Friday, June 10, 2011

Lime Cucumber Wraps

Ah... the days of summer begin!  I like to eat light "clean" food in the summer.  One of my favorites are cucumbers!  For this particular recipe I used a English (or hothouse) cucumber because of its length and of course they were on sale last week.  Generally, English cucumbers are more on the expensive side and are sold in a shrink-wrap.  Cucumbers are "in season" from May through August so I was having fun coming up with some recipes this week using them.  I'm sure there will be more to follow!
Ingredients:


1  English (Hothouse) Cucumber, sliced thin lengthwise
1 small jicama, sliced 1/4 inch matchbox slices
1 tablespoon cilantro, diced
1/2 teaspoon freshly ground salt
1/4 teaspoon freshly ground pepper
2 tablespoons sesame oil
1/2 fresh lime juice
4 slices deli, Dilusso Cracked pepper turkey (Optional, I put this in for the boys)
Extra lime wedges to serve
Extra salt and pepper to serve as well


Method:


1) Slice the English cucumber lengthwise in thin strips that are bendable (*Note: you will need a sharp knife for this).


2) In a bowl lightly toss the sliced jicama, cilantro, salt, pepper, sesame oil, and juice from 1/2 of a lime.


3) Layer cucumber slice, deli turkey (if using), then pile in a little of the jicama mixture.  Roll-up tightly and secure with a toothpick.  (I secured a slice of lime on top with the toothpick that was exposed).  

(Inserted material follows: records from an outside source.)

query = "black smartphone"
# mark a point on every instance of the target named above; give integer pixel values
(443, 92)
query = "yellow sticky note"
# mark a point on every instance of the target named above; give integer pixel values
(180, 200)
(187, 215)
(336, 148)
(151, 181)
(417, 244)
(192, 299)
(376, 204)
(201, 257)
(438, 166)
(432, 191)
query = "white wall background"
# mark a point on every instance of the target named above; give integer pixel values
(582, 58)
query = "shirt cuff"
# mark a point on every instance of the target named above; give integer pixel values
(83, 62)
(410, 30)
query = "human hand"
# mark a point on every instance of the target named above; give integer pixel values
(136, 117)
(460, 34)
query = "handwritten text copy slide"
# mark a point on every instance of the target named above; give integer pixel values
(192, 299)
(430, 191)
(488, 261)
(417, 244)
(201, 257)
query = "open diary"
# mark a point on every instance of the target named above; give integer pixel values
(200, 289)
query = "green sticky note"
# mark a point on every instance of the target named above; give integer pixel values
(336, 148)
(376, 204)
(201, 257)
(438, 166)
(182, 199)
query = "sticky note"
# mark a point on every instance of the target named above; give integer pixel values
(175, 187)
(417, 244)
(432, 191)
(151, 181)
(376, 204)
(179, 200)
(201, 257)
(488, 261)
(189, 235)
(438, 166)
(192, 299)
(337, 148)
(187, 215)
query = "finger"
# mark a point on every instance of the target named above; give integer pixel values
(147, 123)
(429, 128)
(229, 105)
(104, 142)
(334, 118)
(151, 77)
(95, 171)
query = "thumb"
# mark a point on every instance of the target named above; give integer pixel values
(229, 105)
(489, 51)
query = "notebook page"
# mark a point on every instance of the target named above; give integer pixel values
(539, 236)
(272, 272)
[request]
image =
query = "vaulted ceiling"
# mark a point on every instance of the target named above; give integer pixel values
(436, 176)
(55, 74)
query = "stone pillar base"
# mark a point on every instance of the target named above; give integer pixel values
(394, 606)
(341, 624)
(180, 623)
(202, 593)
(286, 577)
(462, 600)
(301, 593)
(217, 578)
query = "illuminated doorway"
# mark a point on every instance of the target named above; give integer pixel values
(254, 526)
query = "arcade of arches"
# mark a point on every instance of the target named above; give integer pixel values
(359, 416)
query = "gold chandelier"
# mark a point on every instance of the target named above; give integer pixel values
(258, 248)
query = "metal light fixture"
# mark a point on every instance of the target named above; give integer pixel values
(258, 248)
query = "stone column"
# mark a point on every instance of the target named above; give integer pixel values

4) Drizzle any remaining juice left over from the Jicama mixture on top of the completed Cucumber Wraps and lightly salt and pepper to taste.  Enjoy!










Wednesday, June 8, 2011

Yum-O Gazpacho

  I adore cold soups in the summer!  A satisfying, healthy combination of fresh flavors on a hot day...What could be better?  Gazpacho can come in numerous textures and not all use just raw ingredients. In my combination, I combine pureed raw vegetables along with diced vegetables, to get the perfect match of flavors!  I beg anyone to beat this combo!  Hope you can enjoy this one soon!
Ingredients:


1 pint baby sweet tomatoes
1 container baby sweet bell peppers (2 red, 4 yellow, 4 orange...what I used)
1 large cucumber
2 cloves garlic, peeled
3 green onions, white parts only
2 tablespoons fresh cilantro, chopped
3-4 tablespoons olive oil
2 teaspoons sherry vinegar
1 teaspoon fresh lemon juice
1 teaspoon salt, more for serving
1/2 teaspoon pepper, more for serving


These are the ingredients I feel make an amazing Gazpacho!


Method:


1) Blend half the tomatoes, half the peppers, half of the cucumber, 2 green onions, 1 tablespoon cilantro, and both cloves of garlic in food processor along with 2 tablespoons olive oil, sherry vinegar and lemon juice. (I used my small Cuisinart and did batches).
2) Dice the remaining tomatoes, peppers, cucumber, cilantro and mix into the above mixture along with the remaining tablespoon of olive oil. Top with the sliced green onion and extra springs of cilantro (if you have them)!
3) Adjust salt and pepper to taste and serve.  This tastes wonderful the next day, so make extras for the week!